1 İpucu

Sosyalleşmeye zorlanmanın sağlığımıza bir bedeli var

18 Mart 2023 - 8:31

Hepimizin başına bir noktada gelmiştir. Dışa dönük veya içe dönük olmamız önemli değil: belirli bir anda sosyalleşmeye zorlanmak yorucu ve stresli. İnsanın sosyal bir varlık olduğu ve bağlantı kurmaktan hoşlandığı konusunda sık sık ısrar edilse de, bu ödüllendirici deneyim sabit değildir.

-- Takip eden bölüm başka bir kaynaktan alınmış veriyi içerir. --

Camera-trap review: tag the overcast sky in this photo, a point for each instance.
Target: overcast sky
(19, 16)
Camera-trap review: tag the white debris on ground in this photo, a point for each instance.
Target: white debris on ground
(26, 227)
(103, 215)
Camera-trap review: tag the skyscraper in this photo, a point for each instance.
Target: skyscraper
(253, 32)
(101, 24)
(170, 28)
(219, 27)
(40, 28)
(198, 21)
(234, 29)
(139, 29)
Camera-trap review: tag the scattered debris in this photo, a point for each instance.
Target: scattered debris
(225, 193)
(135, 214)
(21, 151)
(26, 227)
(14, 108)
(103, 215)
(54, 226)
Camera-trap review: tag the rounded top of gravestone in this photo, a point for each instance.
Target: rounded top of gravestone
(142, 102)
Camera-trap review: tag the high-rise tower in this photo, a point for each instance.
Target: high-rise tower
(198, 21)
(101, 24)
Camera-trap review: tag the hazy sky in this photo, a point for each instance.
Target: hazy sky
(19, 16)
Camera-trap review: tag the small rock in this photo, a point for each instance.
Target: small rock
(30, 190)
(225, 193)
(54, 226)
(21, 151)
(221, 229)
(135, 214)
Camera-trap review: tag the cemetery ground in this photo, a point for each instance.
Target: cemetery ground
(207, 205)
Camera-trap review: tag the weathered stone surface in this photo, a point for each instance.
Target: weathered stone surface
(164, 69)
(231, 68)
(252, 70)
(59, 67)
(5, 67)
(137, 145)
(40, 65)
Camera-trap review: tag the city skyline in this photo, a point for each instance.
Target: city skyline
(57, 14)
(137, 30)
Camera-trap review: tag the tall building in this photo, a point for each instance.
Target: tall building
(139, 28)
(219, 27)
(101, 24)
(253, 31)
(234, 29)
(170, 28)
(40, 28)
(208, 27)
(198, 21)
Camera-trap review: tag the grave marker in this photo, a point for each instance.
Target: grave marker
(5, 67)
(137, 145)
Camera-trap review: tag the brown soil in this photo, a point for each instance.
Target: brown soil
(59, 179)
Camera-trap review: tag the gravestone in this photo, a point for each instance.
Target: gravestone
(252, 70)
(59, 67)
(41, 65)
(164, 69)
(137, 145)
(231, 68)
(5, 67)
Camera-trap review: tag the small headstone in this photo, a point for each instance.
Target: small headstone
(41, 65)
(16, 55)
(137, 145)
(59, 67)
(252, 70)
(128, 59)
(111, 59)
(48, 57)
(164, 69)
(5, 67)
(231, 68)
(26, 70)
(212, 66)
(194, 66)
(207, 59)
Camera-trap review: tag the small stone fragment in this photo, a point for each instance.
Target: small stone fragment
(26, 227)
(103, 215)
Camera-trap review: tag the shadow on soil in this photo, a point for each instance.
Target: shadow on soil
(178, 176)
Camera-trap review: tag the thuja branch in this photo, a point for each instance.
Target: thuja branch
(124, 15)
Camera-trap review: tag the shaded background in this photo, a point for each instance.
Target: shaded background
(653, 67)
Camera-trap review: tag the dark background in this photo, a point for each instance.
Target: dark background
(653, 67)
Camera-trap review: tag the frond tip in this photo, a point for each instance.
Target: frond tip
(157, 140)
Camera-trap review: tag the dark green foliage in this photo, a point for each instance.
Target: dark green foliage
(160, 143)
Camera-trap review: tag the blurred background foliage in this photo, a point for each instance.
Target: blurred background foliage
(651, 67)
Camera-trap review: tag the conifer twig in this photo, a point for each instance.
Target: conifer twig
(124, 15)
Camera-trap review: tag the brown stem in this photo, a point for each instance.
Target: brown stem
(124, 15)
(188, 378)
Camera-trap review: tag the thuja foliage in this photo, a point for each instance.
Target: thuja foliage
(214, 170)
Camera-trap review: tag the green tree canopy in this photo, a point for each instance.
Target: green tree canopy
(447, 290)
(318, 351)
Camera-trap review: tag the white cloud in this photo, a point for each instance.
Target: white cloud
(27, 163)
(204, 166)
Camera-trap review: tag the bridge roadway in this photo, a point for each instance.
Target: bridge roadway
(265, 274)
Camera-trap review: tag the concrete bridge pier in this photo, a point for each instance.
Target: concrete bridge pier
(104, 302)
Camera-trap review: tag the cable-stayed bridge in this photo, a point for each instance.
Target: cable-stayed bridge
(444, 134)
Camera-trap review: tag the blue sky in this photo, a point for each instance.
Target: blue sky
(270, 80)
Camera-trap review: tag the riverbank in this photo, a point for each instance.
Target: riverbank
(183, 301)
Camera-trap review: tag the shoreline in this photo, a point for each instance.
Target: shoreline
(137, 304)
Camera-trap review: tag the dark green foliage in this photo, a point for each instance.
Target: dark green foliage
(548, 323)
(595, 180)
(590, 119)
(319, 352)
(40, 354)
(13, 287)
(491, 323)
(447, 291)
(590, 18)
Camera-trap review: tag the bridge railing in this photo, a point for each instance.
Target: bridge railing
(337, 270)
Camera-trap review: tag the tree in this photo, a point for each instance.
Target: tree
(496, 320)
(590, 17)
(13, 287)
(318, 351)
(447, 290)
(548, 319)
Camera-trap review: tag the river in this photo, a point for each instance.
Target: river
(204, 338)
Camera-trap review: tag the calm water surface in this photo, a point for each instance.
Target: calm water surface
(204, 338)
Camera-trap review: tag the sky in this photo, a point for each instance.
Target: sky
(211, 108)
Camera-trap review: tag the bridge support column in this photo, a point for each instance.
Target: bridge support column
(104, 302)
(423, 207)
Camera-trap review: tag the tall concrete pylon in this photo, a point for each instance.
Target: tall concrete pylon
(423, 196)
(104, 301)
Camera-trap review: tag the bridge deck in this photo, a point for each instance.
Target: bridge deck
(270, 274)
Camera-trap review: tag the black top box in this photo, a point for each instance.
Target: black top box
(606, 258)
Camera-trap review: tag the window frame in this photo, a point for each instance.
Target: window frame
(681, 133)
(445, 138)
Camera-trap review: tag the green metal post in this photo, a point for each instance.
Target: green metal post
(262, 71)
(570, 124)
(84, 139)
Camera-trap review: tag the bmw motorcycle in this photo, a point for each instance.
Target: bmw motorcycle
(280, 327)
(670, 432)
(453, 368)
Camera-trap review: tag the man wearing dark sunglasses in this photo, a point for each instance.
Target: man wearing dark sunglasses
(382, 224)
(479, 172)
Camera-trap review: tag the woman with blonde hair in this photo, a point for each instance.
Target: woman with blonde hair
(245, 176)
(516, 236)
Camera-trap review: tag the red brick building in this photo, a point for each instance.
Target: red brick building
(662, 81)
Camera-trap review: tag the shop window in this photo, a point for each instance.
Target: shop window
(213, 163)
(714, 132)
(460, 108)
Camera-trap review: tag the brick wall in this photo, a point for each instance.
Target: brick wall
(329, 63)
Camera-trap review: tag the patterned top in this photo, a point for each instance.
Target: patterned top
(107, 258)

Refahın anahtarı, her zaman nasıl hissettiğimizi seçmektir. Ancak, çok iyi bildiğimiz gibi, bu hayattaki her şey seçimlerimize yanıt vermiyor Bir toplumun dokusunun parçası olmak, belirli emirleri takip etmeyi gerektirir. İlişki kurmak, etkinliklere gitmek, birden fazla ortamda sosyalleşmek zorunda kalmak her gün tekrar eden bir şey.

Hepimizin şüphesiz anladığı ve normal olarak gördüğü bu, şu anda birçok insan için bir meydan okumadır; özellikle gençler için. Sosyal kaygı, bu nüfus sektöründe yükselen bir olgudur.. Daha fazla insanla iş görüşmesine, toplantıya veya başka herhangi bir duruma gitmek gibi günlük durumlara maruz kalma, tehdit edici bir şekilde yaşanır.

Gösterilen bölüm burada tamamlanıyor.